Current diagnosis and monitoring of PD rely on the comprehensive assessment of medical history and clinical examination18,19. Prodromal features, such as rapid eye movement sleep behavior disorder, hyposmia, constipation, tremor, stiffness, and slowness, serve as key elements in the diagnostic process20,21,22,23,24,25. However, these examinations are performed during prescheduled medical visits. This makes it difficult for neurologists to capture variations in the patient’s disability level and plan appropriate therapeutical adjustments especially in the early stages of PD. Furthermore, misclassification of PD in early diagnosis is not uncommon, with error rates reported to be in the range of 15% to 24%26,27. Therefore, imaging tests such as dopamine transporter single-photon emission computed tomography (DaT-SPECT) and FP-CIT PET/CT are widely utilized and known as the gold standards for PD diagnosis28,29,30,31. However, these methods still face challenges related to accessibility and cost. In recent years, several studies have been proposed for using convolutional neural networks (CNN) models to detect PD. Tarjni et al. proposed a CNN model for detecting PD using brain images obtained through magnetic resonance imaging (MRI)32. Ruilin et al. and Sue et al. utilized electroencephalography (EEG) signals33,34. Helber et al. proposed a combined model of CNN and gait recurrent units (GRU) using inertial measurement unit (IMU) signals during gait35. Imanne et al. utilized ground reaction force during gait36. Clayton et al. introduced a novel smart pen37 and Hankan et al. utilized vocal data38. Nevertheless, the early detection of PD still remains a very elusive area.
What is intriguing is that there have been reports of individuals diagnosed with PD, experiencing significant freezing of gait, that have demonstrated the ability to ride a bicycle39,40. Research suggests the unique phenomenon where PD patients maintain cycling ability despite significant gait impairment is related to several neural mechanisms. Bicycle’s rotating pedals may act as an external pacing cue39,40. Additionally, compared with walking, cycling does not require postural adjustments (lateral weight shift) to unload the swing leg to initiate a step40. Therefore, the motor-control mechanisms involved in cycling may be less affected by PD than in walking. This has inspired us to investigate whether a deep learning model using kinetic and kinematic data obtained during cycling can detect patients with PD and have the potential to serve as an auxiliary tool in monitoring the rehabilitation status. As is well known, cycling also has positive effects on cardiovascular fitness and motor skills41,42,43,44.

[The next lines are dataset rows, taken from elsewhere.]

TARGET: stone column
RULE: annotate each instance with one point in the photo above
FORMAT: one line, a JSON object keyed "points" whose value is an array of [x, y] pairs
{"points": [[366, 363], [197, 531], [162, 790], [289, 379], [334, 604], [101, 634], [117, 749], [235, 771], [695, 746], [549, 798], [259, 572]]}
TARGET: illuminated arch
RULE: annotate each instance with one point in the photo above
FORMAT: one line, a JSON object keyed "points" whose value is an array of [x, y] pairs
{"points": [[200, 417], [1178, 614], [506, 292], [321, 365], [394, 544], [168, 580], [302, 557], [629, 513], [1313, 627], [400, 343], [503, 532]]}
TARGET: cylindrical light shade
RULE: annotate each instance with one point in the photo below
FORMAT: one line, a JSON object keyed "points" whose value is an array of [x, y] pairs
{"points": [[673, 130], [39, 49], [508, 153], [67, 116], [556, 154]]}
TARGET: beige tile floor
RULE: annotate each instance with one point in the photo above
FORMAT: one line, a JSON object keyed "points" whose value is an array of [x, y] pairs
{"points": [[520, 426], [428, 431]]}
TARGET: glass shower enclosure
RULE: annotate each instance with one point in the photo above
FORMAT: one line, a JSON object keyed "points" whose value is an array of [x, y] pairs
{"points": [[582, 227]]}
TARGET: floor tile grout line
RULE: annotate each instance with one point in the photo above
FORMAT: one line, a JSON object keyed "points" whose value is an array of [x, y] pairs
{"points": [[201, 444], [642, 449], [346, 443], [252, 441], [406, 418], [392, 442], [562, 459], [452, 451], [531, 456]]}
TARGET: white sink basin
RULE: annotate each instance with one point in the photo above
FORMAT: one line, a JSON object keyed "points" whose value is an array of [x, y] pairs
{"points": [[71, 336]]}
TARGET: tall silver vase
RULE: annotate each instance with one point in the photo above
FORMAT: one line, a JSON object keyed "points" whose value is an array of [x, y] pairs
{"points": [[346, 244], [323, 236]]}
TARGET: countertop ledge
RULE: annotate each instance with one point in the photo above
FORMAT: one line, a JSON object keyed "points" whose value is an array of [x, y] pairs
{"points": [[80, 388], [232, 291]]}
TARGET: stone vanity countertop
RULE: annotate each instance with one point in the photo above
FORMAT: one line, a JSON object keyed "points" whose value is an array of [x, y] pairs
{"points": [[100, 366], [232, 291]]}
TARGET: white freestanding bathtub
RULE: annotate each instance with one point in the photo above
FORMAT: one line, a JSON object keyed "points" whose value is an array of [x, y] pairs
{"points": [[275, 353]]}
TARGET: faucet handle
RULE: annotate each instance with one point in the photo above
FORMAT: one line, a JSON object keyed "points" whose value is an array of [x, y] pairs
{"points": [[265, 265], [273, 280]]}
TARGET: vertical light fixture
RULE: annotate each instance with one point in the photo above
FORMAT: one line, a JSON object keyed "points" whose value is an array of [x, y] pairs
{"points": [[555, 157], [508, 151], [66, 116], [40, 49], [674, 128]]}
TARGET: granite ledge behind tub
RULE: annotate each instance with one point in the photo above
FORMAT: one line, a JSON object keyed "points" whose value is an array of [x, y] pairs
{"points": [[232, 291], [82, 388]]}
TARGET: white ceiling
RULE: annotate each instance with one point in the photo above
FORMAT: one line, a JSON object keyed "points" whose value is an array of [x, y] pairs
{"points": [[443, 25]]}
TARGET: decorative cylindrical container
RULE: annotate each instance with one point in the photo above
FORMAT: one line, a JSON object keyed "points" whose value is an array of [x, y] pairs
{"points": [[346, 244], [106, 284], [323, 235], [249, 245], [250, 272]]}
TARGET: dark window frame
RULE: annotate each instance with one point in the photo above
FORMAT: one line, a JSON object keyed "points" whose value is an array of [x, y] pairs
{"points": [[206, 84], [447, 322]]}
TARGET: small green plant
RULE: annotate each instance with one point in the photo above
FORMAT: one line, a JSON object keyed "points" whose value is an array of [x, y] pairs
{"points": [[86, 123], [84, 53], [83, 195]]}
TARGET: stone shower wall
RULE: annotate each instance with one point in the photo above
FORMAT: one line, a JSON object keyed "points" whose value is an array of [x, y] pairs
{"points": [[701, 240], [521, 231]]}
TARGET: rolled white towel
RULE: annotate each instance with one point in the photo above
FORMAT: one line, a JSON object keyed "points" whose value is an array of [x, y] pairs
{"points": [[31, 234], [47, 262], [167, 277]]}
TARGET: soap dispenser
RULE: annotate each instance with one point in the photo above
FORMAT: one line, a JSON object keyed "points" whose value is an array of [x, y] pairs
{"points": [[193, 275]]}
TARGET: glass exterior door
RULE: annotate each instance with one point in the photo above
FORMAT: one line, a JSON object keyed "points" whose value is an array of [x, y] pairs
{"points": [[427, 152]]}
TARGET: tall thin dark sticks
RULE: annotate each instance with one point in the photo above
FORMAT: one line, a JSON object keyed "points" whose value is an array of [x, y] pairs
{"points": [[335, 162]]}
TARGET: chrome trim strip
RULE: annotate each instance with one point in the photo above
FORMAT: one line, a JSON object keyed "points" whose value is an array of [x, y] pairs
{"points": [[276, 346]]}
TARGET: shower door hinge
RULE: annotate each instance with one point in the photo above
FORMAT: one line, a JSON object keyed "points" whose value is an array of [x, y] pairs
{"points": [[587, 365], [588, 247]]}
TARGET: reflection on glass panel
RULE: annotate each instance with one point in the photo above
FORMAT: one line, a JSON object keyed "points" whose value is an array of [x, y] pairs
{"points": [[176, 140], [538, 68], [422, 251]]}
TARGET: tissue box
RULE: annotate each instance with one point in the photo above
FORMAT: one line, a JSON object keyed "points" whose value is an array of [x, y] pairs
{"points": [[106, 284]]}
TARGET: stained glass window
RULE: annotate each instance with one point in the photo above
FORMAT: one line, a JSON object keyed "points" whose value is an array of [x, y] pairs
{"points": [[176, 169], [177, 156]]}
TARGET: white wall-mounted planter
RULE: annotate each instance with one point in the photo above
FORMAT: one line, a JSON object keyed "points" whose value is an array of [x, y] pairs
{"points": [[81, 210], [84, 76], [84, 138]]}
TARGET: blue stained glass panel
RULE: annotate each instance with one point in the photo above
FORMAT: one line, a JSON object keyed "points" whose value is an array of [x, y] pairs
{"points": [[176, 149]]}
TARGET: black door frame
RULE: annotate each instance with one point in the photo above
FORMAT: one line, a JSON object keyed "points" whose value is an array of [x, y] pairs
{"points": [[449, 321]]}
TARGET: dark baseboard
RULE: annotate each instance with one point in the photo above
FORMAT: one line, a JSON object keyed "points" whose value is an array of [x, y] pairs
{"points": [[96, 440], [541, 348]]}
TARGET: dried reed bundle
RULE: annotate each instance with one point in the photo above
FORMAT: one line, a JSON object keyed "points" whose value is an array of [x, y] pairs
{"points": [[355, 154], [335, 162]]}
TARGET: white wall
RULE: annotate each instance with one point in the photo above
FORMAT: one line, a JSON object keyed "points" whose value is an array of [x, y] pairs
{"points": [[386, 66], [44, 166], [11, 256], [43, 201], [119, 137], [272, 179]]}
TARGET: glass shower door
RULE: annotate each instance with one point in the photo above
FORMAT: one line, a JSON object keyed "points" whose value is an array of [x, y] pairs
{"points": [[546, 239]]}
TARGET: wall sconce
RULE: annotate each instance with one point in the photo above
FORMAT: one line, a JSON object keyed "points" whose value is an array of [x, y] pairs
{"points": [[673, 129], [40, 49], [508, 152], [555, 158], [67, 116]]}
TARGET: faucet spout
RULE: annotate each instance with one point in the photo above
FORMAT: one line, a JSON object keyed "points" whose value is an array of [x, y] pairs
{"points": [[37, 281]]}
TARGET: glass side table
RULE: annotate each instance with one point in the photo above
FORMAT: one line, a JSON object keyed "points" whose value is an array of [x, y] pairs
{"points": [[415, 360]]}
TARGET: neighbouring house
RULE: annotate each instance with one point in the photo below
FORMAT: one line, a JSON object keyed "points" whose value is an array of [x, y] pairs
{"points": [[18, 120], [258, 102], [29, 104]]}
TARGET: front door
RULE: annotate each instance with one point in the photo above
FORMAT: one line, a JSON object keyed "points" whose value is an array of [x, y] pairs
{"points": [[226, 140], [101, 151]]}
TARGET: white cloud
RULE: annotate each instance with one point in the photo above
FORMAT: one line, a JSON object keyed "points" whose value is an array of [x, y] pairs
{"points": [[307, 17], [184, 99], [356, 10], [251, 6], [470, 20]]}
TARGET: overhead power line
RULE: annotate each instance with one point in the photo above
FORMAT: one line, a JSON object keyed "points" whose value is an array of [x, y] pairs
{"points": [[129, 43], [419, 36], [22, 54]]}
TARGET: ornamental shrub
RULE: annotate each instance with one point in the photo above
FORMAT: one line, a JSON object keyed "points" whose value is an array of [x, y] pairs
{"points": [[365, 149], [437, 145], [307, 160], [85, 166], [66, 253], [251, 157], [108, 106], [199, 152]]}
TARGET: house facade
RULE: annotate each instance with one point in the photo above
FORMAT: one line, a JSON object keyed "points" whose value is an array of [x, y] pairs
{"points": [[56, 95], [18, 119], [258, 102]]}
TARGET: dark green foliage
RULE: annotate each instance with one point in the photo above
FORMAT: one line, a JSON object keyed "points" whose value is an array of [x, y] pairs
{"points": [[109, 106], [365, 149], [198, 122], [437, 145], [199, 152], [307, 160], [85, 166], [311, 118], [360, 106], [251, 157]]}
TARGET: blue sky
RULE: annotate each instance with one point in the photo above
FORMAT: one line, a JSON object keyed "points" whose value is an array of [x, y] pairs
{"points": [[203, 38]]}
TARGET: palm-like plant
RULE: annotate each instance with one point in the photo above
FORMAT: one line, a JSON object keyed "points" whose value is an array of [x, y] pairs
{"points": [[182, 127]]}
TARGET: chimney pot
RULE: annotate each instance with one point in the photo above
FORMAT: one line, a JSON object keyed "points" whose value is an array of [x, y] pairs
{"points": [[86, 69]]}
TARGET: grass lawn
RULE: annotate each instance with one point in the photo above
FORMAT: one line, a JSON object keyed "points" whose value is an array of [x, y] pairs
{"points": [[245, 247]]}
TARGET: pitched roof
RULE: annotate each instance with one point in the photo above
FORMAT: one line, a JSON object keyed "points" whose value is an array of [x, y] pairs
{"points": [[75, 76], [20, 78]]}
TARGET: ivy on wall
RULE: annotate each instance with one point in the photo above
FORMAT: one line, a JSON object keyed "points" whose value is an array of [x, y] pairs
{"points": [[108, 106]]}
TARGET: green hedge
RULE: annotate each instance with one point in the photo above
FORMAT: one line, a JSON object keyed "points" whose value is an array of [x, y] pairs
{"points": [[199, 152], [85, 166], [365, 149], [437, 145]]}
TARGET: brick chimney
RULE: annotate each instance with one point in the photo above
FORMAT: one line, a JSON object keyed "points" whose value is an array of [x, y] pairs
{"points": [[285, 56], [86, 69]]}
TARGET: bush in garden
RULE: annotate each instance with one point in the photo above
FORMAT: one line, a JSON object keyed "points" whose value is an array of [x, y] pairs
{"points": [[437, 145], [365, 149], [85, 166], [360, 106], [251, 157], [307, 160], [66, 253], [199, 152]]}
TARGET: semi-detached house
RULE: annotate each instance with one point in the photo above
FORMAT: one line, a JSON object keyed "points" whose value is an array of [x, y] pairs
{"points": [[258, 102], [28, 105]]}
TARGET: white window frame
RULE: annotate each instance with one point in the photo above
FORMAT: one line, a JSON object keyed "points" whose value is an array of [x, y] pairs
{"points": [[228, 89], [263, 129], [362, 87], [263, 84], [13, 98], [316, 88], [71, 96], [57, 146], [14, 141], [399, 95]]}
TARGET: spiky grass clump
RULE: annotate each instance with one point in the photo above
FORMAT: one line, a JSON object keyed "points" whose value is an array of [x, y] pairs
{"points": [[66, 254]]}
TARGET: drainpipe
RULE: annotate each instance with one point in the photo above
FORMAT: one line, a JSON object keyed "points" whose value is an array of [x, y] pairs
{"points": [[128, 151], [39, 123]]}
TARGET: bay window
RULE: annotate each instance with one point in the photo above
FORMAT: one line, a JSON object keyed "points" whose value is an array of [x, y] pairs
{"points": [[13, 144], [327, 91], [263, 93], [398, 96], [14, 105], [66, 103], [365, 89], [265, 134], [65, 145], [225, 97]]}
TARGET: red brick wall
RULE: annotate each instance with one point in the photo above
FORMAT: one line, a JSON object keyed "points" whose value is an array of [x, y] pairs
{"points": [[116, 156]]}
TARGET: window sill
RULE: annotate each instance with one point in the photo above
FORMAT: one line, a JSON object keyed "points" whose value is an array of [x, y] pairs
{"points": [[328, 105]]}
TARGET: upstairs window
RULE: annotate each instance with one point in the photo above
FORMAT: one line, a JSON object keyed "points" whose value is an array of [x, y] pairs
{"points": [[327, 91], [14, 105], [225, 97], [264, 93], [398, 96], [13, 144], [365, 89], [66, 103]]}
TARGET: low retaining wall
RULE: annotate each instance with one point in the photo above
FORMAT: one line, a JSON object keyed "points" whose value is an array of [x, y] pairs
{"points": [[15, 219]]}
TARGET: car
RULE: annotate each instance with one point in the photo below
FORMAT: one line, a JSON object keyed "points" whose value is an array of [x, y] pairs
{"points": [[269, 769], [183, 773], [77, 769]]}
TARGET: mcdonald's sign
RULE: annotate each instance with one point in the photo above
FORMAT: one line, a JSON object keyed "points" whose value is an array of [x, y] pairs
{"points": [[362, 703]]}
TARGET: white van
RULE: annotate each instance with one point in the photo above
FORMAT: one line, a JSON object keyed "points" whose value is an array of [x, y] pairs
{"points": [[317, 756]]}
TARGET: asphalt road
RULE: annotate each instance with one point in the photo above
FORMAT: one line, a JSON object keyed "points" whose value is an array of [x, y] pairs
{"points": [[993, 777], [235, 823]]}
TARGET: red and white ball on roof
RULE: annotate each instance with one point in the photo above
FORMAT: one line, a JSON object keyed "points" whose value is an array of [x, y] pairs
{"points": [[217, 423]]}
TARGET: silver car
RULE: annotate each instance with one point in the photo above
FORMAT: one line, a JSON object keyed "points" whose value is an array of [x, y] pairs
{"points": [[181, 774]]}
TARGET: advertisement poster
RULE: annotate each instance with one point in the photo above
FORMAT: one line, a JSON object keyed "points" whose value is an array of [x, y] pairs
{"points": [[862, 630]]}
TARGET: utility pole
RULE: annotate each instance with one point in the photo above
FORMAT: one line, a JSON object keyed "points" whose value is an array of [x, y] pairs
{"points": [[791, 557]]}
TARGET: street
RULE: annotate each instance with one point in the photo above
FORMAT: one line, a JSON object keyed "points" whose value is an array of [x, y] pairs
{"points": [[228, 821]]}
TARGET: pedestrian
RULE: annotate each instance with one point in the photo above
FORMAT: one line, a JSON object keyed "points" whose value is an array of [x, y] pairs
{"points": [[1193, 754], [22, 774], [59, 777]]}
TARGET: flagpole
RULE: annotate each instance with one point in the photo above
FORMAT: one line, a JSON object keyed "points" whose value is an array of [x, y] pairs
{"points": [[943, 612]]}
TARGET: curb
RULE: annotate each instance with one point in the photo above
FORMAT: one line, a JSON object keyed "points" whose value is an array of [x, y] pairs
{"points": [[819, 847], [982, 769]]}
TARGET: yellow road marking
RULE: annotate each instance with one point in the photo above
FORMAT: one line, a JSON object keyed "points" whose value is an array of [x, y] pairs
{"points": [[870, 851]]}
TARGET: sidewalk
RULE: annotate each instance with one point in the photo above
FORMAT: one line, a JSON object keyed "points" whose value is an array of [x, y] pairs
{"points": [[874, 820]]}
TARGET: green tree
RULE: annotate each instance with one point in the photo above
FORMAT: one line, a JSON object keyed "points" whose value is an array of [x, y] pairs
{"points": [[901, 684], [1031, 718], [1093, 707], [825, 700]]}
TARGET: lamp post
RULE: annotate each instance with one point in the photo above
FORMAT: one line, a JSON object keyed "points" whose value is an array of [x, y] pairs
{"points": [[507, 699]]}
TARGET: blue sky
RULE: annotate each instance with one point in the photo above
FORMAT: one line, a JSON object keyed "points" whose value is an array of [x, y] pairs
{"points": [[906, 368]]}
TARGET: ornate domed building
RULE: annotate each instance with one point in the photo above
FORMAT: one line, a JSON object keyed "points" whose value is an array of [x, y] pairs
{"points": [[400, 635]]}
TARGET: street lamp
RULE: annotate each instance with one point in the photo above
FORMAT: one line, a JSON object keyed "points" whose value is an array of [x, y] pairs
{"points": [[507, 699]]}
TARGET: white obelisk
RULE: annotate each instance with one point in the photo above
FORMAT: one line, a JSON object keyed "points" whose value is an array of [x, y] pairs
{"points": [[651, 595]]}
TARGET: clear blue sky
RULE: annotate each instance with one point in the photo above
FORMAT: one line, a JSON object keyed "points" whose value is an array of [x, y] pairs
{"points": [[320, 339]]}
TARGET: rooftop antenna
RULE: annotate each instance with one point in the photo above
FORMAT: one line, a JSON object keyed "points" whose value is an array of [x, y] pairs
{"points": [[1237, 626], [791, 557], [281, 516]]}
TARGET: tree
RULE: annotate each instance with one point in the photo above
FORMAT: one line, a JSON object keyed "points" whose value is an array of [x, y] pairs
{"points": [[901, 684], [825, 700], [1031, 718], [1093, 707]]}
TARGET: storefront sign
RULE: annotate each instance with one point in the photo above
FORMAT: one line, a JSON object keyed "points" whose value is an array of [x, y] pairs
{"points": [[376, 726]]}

This study explores the feasibility of CNN-based PD detection using cycling data obtained from a specially designed bicycle platform which allows for lateral movement via steering in order to simulate outdoor cycling experiences (Fig. 1a). The bicycle used in the study was equipped with 6-axis force-torque sensors on the headset spacer and seat post respectively. The input data for the CNN model proposed in this study consist of time-series data (force, moment, speed, and lateral movement) recorded during cycling and tabular data comprising personal information (sex, age, height, and weight). With the participation of 29 PD patients and 36 healthy controls (HC), our CNN model showed an accuracy of approximately 86% in classification based on the 5-fold cross validation.
Materials and methods
Experimental design
In this study, an indoor bicycle platform (Ultiracer, RealDesignTech Co., Ltd., Seongnam, Korea) was utilized to simulate outdoor cycling environments (Fig. 1a). Specifically designed for mounting conventional bicycles, this device consists of two free-spinning cylinders and a slidable pole that holds the body of the bicycle. Here, “slidable” means that the pole can move laterally. Like outdoor bicycles, one can move side to side by turning the handle. For safety, the range of lateral movement was restricted within ±100 mm. In addition, the sliding pole can adjust the lateral tilt within 3 degrees, but for patient safety, we limited this to 1 degree. When the bicycle wheels rotate, the cylinders spin due to friction. This can simulate the inertial effect of real cycling. The diameter of the cylinder is 110 mm, and the platform size is 520 mm in width and 1380 mm in length.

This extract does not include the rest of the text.